La specialità universitaria
Si discute se elevare il corso a specialità universitaria. Vi sono valide ragioni e il sistema universitario è necessario alla Mg. Credo, tuttavia, vi sia il rischio di affrontare la questione dalla coda. Al netto del paradosso semantico (una “specialità” di medicina “generale”) e dei problemi organizzativi didattici, quello che innanzitutto serve oggi è la Mg “durante” il percorso di laurea, non solo “dopo”.
L’introduzione dei tirocini abilitanti e gli incarichi durante la pandemia hanno portato i giovani a scoprire e scegliere la Mg con entusiasmo. Dopo anni nei quali il corso era opzione residuale, oggi la stragrande maggioranza dei corsisti è convinta della scelta perché ha scoperto durante il corso di laurea l’attrattiva di questo lavoro. Forse, quindi, si può iniziare potenziando la presenza della Mg all’interno dei corsi di laurea e, da qui, rafforzare le competenze disciplinari oggi mancanti per uno sviluppo di percorsi post-laurea.
La permeabilità delle carriere
Molti medici lasciano l’ospedale per frequentare il corso. Non dipende tanto e solo da un fenomeno di burn out, quanto soprattutto – così dicono i nostri tirocinanti – dal desiderio di seguire meglio i pazienti. La questione merita comunque attenzione perché rischia di mettere in crisi le aziende, che già faticano a trovare personale.

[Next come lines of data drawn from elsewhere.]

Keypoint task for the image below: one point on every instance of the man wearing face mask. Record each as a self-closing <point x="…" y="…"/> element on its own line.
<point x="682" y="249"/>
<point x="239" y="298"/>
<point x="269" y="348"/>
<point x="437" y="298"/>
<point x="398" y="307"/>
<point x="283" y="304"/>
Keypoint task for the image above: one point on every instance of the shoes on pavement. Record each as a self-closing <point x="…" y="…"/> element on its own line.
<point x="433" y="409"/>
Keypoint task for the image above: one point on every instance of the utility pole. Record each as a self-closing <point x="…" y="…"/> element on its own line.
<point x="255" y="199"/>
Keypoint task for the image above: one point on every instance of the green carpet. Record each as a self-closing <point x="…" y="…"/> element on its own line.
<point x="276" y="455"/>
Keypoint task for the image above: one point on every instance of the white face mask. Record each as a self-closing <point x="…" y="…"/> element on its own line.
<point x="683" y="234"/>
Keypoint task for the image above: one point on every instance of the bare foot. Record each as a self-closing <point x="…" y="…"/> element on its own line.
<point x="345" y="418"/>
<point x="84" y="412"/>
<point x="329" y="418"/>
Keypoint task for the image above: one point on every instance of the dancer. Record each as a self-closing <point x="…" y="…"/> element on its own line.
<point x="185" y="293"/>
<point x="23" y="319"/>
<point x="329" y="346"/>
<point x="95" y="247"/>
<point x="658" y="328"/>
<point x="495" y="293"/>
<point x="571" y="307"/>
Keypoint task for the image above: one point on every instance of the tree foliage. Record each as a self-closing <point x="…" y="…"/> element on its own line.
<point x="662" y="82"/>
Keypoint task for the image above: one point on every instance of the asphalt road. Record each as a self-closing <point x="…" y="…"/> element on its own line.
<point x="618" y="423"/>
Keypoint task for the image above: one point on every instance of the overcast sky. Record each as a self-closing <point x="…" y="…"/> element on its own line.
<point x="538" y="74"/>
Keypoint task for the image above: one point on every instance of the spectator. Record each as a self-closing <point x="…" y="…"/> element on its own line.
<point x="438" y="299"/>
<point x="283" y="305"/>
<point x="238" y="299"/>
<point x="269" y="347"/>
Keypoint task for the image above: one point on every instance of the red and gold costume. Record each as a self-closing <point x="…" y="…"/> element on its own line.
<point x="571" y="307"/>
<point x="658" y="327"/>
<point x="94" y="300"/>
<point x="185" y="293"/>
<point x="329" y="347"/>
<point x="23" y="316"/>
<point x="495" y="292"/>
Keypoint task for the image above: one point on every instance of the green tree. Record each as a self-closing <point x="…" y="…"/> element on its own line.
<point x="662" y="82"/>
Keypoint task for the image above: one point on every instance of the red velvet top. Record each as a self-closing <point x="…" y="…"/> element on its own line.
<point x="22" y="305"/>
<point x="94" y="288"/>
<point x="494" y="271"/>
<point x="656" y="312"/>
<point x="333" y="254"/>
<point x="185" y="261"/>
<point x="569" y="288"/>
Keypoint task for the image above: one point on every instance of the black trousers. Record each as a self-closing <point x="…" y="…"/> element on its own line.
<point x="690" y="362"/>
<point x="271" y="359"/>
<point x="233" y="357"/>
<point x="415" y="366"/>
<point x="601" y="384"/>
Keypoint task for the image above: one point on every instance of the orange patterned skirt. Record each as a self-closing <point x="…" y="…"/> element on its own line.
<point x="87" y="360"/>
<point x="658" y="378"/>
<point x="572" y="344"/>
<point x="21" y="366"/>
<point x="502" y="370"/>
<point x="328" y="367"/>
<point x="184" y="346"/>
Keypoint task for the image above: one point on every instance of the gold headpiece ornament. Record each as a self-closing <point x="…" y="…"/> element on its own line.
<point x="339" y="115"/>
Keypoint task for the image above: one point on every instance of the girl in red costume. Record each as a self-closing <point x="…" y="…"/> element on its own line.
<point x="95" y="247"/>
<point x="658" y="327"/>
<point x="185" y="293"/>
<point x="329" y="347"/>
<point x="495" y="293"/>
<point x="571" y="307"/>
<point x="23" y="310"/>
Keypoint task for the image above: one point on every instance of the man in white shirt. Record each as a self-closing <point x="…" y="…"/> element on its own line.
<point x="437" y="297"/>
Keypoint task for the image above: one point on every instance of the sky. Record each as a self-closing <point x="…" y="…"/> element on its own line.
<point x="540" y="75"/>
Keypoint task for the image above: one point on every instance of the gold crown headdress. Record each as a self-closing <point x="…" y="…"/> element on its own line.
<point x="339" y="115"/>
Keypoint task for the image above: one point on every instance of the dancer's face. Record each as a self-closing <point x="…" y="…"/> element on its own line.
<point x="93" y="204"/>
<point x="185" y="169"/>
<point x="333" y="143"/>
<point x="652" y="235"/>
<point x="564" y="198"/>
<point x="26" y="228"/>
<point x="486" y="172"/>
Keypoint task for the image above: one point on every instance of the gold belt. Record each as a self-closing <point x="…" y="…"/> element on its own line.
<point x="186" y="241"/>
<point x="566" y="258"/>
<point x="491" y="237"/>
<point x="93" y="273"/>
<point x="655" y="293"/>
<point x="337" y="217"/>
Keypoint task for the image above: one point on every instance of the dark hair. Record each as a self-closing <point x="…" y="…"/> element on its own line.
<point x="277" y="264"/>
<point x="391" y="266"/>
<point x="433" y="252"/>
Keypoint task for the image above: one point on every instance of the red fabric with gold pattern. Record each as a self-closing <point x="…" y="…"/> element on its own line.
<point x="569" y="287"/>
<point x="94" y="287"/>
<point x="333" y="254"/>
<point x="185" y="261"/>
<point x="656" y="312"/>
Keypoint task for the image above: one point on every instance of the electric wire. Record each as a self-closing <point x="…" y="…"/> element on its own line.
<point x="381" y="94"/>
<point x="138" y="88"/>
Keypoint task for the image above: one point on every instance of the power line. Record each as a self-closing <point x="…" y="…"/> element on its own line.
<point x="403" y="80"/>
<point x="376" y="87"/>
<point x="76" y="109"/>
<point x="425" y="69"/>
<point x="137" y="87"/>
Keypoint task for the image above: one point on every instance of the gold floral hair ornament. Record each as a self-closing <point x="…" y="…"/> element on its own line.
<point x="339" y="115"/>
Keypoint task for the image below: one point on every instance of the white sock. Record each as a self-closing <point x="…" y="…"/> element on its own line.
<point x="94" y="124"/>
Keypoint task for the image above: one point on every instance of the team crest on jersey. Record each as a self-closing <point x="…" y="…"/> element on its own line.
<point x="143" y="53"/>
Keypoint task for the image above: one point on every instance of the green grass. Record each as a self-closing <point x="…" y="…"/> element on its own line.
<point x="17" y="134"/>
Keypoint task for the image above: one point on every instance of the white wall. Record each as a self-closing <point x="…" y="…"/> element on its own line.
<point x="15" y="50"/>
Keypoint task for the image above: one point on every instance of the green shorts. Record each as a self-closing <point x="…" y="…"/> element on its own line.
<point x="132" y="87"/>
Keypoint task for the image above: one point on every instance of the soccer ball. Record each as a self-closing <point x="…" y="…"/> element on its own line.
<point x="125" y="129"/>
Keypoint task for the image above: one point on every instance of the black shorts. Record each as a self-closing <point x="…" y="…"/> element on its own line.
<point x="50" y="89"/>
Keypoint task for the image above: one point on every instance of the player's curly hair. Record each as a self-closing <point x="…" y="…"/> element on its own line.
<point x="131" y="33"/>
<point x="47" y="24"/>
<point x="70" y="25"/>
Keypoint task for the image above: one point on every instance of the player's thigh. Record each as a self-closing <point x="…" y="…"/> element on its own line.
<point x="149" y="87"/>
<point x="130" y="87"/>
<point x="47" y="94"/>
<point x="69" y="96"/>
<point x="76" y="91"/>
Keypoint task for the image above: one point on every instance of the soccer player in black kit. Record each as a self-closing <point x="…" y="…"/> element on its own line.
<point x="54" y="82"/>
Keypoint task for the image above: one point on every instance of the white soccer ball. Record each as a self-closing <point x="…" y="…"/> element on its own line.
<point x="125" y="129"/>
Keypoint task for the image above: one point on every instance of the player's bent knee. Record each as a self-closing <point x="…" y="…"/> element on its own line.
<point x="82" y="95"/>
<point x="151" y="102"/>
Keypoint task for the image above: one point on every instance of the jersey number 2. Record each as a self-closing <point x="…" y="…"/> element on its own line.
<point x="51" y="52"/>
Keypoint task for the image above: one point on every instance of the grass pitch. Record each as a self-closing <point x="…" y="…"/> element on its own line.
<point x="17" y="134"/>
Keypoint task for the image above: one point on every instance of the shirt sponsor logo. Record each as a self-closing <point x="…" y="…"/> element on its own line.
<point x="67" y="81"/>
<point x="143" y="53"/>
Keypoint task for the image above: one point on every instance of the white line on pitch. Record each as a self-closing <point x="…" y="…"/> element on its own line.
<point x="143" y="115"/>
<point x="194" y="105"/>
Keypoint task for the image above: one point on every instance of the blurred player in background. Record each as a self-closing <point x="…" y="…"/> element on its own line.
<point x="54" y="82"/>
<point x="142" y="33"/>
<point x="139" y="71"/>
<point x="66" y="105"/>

Quello che è oggi un problema, però, può essere un’opportunità, se in generale si rendessero le carriere mediche più permeabili, meno separate. Un giovane medico che dedica la prima parte della propria professione all’ospedale e poi diventa Mmg rappresenta una dinamica virtuosa, che il sistema formativo dovrebbe incentivare, non penalizzare come fosse una anomalia. Oggi questo professionista deve ricominciare da capo, mentre si potrebbero trovare percorsi di accesso e accompagnamento più semplificati ed efficaci. A ben guardare, una popolazione di Mmg con significative esperienze ospedaliere porterebbe di fatto e inevitabilmente a una reale integrazione tra ospedale e territorio.
Serve un corso?
In Lombardia quasi il 70% dei tirocinanti ha già un incarico professionale, riconosciuto come formazione. Non è più un corso per “diventare Mmg”, ma un corso “di Mmg”, una comunità di pratica di professionisti, seguiti e che si aiutano a vicenda.
La gran parte dei Mmg più anziani non ha mai frequentato alcun corso. Essi entrarono in convenzione subito, saturando i posti disponibili. Da allora, per anni, il mercato è rimasto bloccato. In questi mesi – pensionandosi la pletora degli anni Cinquanta e Sessanta – ci troviamo di colpo in carenza, ma per anni il corso diplomava giovani senza sbocco professionale.
Serve, quindi, ancora il corso? Così come è organizzato no. Tutti invocano la sua riforma. La revisione dovrebbe però accompagnarsi a una più generale revisione del sistema di offerta, della convenzione, dell’organizzazione, dell’accesso alla professione, dei massimali, ecc.; il rischio è che, superata l’emergenza della mancanza di Mmg, si torni di nuovo a saturare subito l’offerta e impedire l’ingresso di nuove leve.
“Uno vale uno”
Ci sforziamo di formare al meglio e spingere i giovani a innalzare la qualità. Una volta diplomati, però, molti di loro si scontrano con una realtà della Mg nella quale “uno vale uno” e tutti sono uguali. Non esiste un reale sistema di valorizzazione e incentivazione e i professionisti si trovano incolpevolmente a non rispondere di fatto a nessuno. Così, nel troppo generico perimetro degli adempimenti previsti in convenzione, i fannulloni e i (tanti) professionisti seri risultano uguali. I nostri giovani, che con entusiasmo ed energia introducono innovazioni e si applicano con dedizione, soffrono questa situazione, che penalizza quella che per loro è “la professione più bella”.